Public infrastructure exists to benefit the public and yet there is a general trend to change how people use the resources created with their tax dollars. An example is the smart meters being installed on homes which is intended to shift people's usage to off peak hours and reduce the strain on the system. But, why is the system under strain? With advanced planning, why has the infrastructure not kept up with the demand? Wouldn't that be in the best interests of the public?
I believe the answer lies in the fact that so much public infrastructure is not longer maintained by the public. In the last couple of decades, governments have been privatizing everything in the belief that companies will provide the service more efficiently. Unfortunately, businesses only care about the bottom line and will not invest in improvements of the infrastructure. They won't act in the best interests on the public.
The telcos are a good example of this problem. They were granted rights of way and a monopoly in their region, in exchange for maintaining basic telephone service, a public infrastructure. They've done this for over a hundred years in some places. But now the telcos act as if they built all that infrastructure without any public assistance, even as they use their granted rights of way to lay fibre on public land.
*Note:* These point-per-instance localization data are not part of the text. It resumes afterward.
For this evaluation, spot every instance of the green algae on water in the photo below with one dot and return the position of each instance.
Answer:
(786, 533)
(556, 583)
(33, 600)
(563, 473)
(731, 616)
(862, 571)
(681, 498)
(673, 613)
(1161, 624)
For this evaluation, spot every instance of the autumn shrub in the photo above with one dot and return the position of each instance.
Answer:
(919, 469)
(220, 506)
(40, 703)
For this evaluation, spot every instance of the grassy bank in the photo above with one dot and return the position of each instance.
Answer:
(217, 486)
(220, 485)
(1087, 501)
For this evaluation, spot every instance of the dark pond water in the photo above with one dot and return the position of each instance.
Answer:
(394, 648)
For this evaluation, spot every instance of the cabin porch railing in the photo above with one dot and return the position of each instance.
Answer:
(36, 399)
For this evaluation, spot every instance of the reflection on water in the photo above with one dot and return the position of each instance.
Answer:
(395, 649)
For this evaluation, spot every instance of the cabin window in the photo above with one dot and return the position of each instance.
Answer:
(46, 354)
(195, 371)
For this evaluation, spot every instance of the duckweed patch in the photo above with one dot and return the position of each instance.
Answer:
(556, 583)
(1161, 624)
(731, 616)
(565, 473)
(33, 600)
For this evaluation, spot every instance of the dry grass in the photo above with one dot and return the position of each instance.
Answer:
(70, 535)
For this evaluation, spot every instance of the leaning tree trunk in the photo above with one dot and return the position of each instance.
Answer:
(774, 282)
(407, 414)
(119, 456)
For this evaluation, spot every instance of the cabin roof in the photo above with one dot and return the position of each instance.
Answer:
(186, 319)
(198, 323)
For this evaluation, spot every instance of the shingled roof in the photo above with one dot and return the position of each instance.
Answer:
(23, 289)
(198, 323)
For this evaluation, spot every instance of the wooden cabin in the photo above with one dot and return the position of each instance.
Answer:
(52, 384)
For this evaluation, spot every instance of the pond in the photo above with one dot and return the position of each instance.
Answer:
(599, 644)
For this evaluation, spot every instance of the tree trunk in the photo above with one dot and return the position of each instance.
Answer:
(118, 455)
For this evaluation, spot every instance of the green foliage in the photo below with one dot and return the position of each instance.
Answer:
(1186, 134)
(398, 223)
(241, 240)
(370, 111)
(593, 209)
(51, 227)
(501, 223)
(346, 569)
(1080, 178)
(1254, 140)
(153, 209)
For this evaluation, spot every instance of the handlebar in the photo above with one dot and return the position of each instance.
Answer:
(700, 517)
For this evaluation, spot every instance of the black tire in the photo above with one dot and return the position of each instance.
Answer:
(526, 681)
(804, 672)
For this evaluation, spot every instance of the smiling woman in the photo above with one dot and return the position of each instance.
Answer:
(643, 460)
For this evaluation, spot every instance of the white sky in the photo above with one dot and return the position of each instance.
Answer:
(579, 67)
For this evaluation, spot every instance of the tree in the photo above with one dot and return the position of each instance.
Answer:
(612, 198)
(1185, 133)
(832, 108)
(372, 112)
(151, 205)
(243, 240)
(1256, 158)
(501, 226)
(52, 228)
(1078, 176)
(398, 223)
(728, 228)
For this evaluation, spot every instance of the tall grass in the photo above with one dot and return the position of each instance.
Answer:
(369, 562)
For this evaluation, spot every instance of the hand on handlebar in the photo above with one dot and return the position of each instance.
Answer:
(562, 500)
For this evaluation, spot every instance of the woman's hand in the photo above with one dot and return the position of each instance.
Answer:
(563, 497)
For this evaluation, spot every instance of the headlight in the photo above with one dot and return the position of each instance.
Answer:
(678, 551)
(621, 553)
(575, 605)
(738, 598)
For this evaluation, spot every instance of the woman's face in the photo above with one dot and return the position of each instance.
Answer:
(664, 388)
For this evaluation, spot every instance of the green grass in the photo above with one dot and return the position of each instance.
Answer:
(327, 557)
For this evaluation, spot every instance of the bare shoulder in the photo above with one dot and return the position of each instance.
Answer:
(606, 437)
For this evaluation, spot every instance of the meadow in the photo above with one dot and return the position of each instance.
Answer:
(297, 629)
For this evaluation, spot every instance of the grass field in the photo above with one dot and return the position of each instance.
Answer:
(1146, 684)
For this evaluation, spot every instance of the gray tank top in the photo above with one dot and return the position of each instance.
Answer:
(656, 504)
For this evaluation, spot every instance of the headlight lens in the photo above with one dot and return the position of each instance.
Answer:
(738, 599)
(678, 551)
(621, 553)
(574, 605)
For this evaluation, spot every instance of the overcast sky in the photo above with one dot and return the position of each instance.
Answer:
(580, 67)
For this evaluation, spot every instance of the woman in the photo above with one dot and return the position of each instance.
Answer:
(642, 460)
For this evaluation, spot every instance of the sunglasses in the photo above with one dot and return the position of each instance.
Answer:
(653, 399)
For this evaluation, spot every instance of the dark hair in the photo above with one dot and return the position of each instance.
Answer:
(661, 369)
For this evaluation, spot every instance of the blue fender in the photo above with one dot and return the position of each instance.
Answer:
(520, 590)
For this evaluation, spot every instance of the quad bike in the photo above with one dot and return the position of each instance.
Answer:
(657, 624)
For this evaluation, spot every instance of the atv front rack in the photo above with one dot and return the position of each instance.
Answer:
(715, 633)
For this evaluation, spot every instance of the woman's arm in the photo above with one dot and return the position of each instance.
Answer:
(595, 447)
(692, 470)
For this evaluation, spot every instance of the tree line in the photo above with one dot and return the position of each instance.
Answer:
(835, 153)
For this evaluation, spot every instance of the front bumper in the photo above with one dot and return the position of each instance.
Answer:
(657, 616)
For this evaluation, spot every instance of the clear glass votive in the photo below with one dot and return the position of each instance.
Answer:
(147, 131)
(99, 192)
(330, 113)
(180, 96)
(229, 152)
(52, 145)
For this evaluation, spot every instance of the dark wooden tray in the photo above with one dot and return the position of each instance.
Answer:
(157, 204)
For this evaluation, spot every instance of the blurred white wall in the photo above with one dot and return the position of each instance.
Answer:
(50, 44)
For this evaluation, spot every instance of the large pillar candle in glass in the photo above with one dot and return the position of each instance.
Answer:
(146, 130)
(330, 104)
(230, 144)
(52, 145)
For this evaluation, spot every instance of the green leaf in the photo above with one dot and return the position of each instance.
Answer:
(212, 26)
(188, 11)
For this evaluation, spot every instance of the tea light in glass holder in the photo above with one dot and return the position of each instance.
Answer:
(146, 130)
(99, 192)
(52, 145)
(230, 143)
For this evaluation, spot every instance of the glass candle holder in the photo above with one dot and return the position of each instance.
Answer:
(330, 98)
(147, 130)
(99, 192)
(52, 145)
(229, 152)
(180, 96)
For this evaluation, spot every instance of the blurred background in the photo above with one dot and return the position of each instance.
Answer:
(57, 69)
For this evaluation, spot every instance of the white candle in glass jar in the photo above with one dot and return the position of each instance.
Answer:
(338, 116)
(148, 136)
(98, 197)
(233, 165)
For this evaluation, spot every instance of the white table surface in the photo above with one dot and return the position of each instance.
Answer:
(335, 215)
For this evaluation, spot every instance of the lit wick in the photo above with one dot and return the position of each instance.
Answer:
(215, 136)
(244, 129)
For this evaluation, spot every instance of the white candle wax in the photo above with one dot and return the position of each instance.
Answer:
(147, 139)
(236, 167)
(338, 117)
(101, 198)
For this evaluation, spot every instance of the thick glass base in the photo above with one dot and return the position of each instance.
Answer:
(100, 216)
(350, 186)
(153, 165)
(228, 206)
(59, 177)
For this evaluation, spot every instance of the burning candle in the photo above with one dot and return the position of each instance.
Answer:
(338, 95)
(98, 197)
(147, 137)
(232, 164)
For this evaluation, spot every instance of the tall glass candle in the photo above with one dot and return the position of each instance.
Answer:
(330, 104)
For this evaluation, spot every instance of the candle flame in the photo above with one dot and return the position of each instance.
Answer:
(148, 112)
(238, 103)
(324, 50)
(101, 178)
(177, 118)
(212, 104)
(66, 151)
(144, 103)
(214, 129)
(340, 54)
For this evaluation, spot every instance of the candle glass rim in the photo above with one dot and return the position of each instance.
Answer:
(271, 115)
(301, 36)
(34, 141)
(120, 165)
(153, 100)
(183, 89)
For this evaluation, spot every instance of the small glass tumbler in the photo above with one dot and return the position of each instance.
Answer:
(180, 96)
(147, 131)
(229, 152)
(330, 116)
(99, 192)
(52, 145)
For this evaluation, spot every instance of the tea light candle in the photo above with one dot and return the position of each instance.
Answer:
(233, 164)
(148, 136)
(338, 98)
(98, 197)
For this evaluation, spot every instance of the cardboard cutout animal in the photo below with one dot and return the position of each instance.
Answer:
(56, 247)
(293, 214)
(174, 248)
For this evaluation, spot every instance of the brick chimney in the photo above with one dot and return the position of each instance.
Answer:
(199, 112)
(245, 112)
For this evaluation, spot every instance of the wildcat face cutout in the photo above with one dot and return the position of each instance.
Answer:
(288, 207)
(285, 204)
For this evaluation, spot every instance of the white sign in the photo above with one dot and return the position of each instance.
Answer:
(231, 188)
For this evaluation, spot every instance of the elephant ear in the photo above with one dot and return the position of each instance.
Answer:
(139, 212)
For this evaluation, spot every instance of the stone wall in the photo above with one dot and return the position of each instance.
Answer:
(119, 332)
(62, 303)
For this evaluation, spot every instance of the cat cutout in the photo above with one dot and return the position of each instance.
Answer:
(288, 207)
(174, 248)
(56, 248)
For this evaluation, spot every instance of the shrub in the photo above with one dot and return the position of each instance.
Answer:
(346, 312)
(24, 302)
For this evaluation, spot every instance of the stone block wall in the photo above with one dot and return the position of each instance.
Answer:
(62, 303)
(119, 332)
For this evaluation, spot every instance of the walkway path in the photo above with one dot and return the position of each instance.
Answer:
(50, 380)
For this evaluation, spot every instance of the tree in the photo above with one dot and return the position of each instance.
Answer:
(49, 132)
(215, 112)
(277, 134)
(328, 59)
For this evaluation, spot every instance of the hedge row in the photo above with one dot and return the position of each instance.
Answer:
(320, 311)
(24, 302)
The telcos complain that the paying customers are using to much of the bandwidth during peak times and want usage based billing to modify the customers behaviour. They will gladly sell you a 20Mb/s connection but will impose a ridiculously low limit on how much data you can transfer. It's exactly the same rationale the electricity company uses to control power usage. But it is really just a way to hide the fact that they haven't been investing in the infrastructure to support the demands being placed on it.
The real question is how does a modern economy flourish with such artificial limits imposed upon it? The answer is, it can't. When your public infrastructure is unable to support the economy, it will fail eventually.